Вдруг где-то совсем неподалеку от них чуть слышно скрипнул щебень. Точно зверь или человек, крадучись, пробирался по каменистой тропинке. Катеньев осторожно приподнялся и выглянул из-за скрывавшего их обоих камня. Неожиданно для себя, всего в 10—15 шагах, он увидел плечистого китайца, который, в свою очередь, заметив Катеньева, стремительно отшатнулся назад. Луна светила ярко. Было светло, и на близком расстоянии хорошо видно. С минуту незнакомец и Катеньев разглядывали друг друга. Катеньев колебался, как ему теперь поступить. Не благоразумнее ли будет с его стороны пустить пулю в лоб неожиданному гостю. На всякий случай он опустил руку в широкий карман, пальцами нащупал рукоятку револьвера и только ждал дальнейших действий со стороны пришельца, чтобы, при первом проявлении с его стороны неприязненности, жестоко с ним расправиться.

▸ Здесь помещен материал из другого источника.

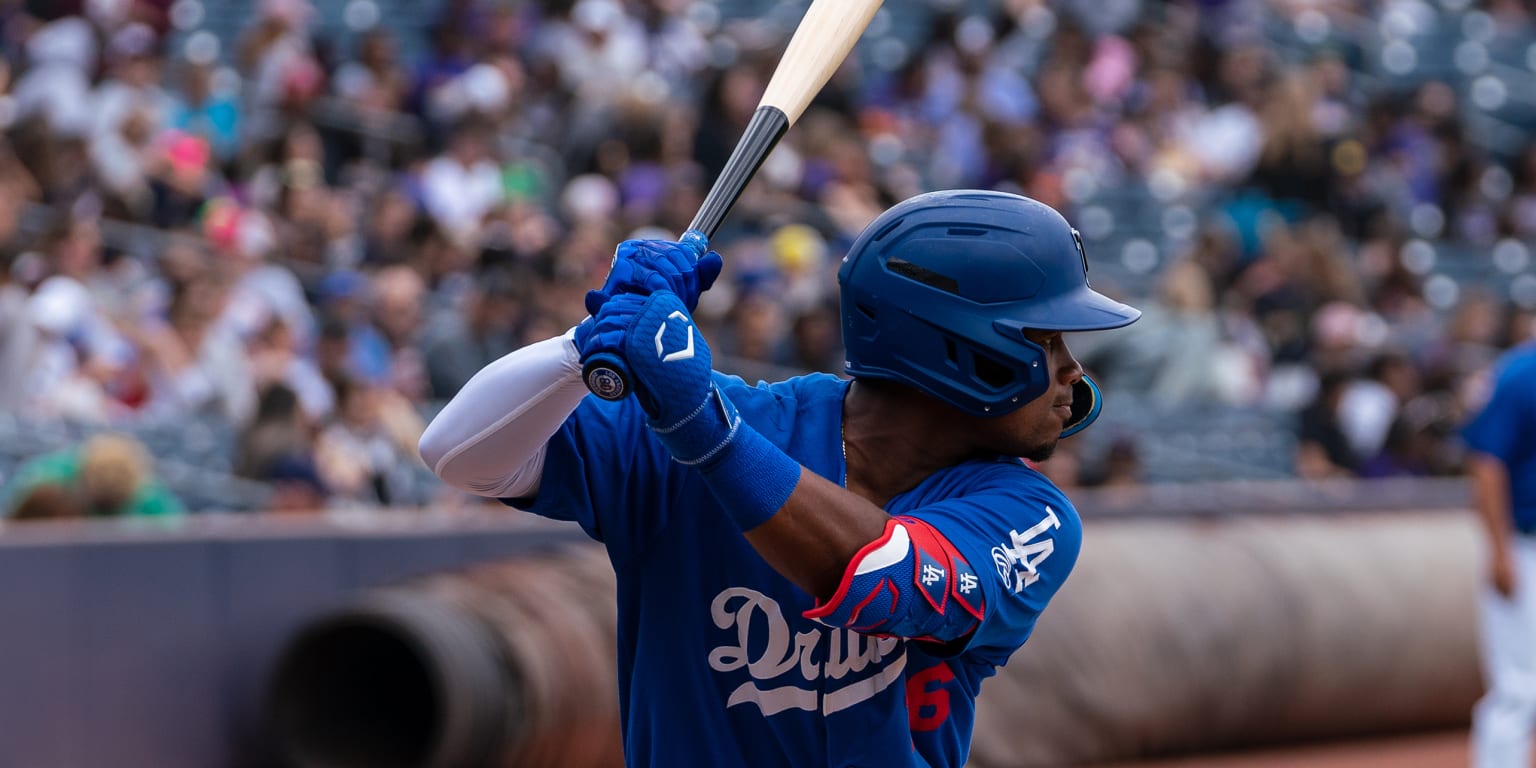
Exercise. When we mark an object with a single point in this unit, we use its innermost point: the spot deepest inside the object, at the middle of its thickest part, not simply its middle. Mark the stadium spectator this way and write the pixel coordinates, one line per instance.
(395, 203)
(106, 476)
(1502, 475)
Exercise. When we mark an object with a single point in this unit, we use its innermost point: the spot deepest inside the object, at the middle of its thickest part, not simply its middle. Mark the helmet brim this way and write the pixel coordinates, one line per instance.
(1082, 309)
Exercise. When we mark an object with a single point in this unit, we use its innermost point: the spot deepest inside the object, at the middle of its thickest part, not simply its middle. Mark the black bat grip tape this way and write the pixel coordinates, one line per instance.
(604, 372)
(762, 134)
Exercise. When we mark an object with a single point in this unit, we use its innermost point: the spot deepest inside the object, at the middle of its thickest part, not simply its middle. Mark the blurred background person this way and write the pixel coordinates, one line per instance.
(1502, 475)
(106, 476)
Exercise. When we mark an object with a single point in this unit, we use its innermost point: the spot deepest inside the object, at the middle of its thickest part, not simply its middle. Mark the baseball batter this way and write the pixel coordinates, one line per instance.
(817, 570)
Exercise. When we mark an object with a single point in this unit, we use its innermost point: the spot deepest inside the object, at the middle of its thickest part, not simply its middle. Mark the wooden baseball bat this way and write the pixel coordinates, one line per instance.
(816, 49)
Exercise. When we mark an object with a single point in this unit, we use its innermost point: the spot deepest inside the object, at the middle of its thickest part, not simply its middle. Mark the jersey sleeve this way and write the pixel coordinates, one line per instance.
(1020, 541)
(1496, 427)
(605, 472)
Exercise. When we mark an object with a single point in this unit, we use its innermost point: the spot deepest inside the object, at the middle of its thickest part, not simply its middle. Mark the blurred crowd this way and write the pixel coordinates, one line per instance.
(309, 235)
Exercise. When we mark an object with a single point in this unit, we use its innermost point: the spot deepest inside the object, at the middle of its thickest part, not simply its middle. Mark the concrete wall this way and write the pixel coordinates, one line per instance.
(129, 645)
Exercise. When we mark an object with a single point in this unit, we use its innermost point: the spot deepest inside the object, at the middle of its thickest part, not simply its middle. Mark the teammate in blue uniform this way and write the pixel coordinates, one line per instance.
(813, 572)
(1502, 472)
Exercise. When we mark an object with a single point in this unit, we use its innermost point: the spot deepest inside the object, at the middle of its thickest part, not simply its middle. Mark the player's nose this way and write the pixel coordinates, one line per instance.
(1068, 369)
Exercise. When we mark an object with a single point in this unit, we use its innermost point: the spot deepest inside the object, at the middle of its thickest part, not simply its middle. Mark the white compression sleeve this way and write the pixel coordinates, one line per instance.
(489, 440)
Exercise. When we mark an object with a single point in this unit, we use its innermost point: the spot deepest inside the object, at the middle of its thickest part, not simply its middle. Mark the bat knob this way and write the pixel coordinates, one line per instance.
(605, 377)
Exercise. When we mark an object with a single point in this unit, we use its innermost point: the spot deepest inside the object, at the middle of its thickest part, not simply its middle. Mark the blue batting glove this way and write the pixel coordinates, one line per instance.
(670, 370)
(645, 266)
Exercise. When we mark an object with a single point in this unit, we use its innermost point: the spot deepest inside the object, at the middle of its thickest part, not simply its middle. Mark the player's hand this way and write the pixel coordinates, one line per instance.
(645, 266)
(668, 366)
(1501, 572)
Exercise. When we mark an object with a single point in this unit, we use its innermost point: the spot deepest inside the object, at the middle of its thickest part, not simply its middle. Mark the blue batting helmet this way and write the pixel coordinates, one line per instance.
(939, 289)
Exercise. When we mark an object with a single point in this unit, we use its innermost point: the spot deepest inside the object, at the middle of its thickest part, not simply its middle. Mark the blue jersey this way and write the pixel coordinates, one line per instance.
(1506, 429)
(716, 662)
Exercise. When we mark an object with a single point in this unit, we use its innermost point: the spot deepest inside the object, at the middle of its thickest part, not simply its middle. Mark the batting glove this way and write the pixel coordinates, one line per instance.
(670, 374)
(645, 266)
(668, 364)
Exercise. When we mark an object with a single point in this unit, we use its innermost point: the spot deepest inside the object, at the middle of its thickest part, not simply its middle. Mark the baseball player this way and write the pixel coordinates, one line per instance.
(817, 570)
(1502, 472)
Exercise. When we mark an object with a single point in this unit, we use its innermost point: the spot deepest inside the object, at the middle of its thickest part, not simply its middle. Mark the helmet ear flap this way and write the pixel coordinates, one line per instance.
(1086, 404)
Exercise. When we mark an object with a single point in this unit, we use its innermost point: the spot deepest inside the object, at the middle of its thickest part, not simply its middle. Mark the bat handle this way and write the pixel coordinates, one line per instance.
(605, 375)
(762, 134)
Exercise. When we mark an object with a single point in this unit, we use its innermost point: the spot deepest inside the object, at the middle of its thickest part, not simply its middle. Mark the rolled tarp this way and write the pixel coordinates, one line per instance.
(1172, 636)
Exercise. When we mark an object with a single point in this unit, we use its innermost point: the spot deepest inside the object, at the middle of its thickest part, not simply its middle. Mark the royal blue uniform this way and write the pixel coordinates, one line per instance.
(1502, 430)
(718, 665)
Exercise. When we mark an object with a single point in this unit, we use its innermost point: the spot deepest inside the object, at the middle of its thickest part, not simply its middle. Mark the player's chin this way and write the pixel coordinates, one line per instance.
(1040, 452)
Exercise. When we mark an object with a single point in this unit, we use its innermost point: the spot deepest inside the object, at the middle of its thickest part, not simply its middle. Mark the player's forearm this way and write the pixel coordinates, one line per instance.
(1490, 496)
(816, 533)
(489, 440)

— Что за чертовщина, — вдруг совершенно неожиданно на чисто русском языке произнес пришедший китаец,— да никак это тоже наш! Лицо-то русское, на китайца и не похоже будто.
— А ты разве русский? — изумленно спросил Катеньев, выходя вперед и приближаясь к незнакомцу.—Откуда же ты взялся?

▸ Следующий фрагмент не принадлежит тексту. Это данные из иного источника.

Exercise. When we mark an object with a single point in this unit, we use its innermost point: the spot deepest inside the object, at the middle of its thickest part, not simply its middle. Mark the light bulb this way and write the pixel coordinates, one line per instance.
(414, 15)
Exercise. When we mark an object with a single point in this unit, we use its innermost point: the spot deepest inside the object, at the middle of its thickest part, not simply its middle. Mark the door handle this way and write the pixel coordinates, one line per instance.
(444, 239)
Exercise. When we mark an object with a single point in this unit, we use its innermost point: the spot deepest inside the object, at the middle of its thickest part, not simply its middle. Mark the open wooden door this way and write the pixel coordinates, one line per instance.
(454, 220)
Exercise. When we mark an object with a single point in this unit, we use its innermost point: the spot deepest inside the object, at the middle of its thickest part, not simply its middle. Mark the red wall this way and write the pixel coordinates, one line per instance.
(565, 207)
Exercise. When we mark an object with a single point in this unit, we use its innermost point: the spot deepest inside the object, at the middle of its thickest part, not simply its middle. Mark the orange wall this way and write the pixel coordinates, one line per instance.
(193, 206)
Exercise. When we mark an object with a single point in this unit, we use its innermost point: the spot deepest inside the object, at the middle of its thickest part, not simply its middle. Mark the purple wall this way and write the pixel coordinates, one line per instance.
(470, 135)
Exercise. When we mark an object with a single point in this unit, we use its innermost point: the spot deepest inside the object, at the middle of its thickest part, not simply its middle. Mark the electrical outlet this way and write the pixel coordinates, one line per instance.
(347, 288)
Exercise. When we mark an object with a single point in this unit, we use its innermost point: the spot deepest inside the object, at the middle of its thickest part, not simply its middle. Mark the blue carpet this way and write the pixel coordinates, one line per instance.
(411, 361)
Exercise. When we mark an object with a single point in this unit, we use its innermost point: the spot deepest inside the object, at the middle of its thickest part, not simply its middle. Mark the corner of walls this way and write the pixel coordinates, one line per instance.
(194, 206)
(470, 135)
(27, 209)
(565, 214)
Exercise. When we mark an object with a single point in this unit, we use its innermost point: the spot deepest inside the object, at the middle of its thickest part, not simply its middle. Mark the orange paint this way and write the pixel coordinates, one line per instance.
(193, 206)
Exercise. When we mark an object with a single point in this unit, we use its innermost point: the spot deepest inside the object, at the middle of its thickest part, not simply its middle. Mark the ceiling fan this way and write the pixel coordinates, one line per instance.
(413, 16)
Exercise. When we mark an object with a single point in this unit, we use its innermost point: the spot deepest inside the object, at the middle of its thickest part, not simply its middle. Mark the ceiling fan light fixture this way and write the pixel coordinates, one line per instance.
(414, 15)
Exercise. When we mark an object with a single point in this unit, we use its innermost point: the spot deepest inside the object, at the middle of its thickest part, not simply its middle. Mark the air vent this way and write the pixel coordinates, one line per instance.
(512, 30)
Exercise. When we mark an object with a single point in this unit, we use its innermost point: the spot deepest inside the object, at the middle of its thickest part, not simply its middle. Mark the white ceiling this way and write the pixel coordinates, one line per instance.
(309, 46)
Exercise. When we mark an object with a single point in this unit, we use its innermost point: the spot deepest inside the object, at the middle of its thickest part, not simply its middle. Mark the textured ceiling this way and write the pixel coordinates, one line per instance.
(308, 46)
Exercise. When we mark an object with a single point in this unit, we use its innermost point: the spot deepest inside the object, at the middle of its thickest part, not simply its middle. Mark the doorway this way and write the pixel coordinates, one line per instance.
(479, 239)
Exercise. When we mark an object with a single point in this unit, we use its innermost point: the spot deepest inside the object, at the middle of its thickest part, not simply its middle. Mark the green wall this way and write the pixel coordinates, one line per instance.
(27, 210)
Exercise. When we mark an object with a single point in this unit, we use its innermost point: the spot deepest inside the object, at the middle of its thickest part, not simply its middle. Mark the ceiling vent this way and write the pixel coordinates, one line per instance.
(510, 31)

— Я — сибирский стрелок, бежал из плена, а ты кто такой и что тут делаешь?
Катеньев назвал себя.
— Извините, ваше б-ие,— без всякого, впрочем, смущения извинился стрелок, добродушно усмехаясь,—в таком обмундировании, какое на вас, сразу не признаешь... Ишь ты, история какая, — продолжал он, — где земляков довелось встретить... Ну коли так, дозвольте присесть, устал я порядком, все горами шел, которую ночь иду, совсем из сил выбился.
Не дожидаясь ответа, стрелок направился к камням, из-за которых вышел к нему Катеньев, и тут увидал Надежду Ивановну.
— Батюшки светы, да никак и барыня здесь с нами?!! — воскликнул он в искреннем изумлении, — хошь и в китайском наряде, а русского человека сейчас видать.
— Это моя невеста, сестра милосердия, узнала, что я в горах остался, пришла ко мне лечить меня, — пояснил Катеньев,— ну, садись, рассказывай, как это тебе от японцев бежать удалось... Кстати, прежде всего, как звать-то тебя, земляк?
— Звать-то меня Петр, по отчеству Петрович и по фамилии тоже Петров. Выходит, стало быть, Петр Петрович Петров. Занятно сказывать, а допрежь того, как мне вашему благородию про мои похождения докладывать начать, не соблаговолите ли вы мне чего ни на есть поисть дать. Сказать по совести, вот уже третий день ничего не ел. По пути кое-какую травку жевал, водой запивал, а только еда эта самая, травка божия, как будто не того, питательности в ней, стало быть, мало. Хоть и говорят, будто бы пустынножители, угодники божии, одними корешками питались и подолгу жили и богу сподоблялись, а только это, должно, от того происходило, что святости в них было много, пищи-то и не требовалось, а мы, грешные, ровно свиньи, без жратвы более семи дней прожить не можем.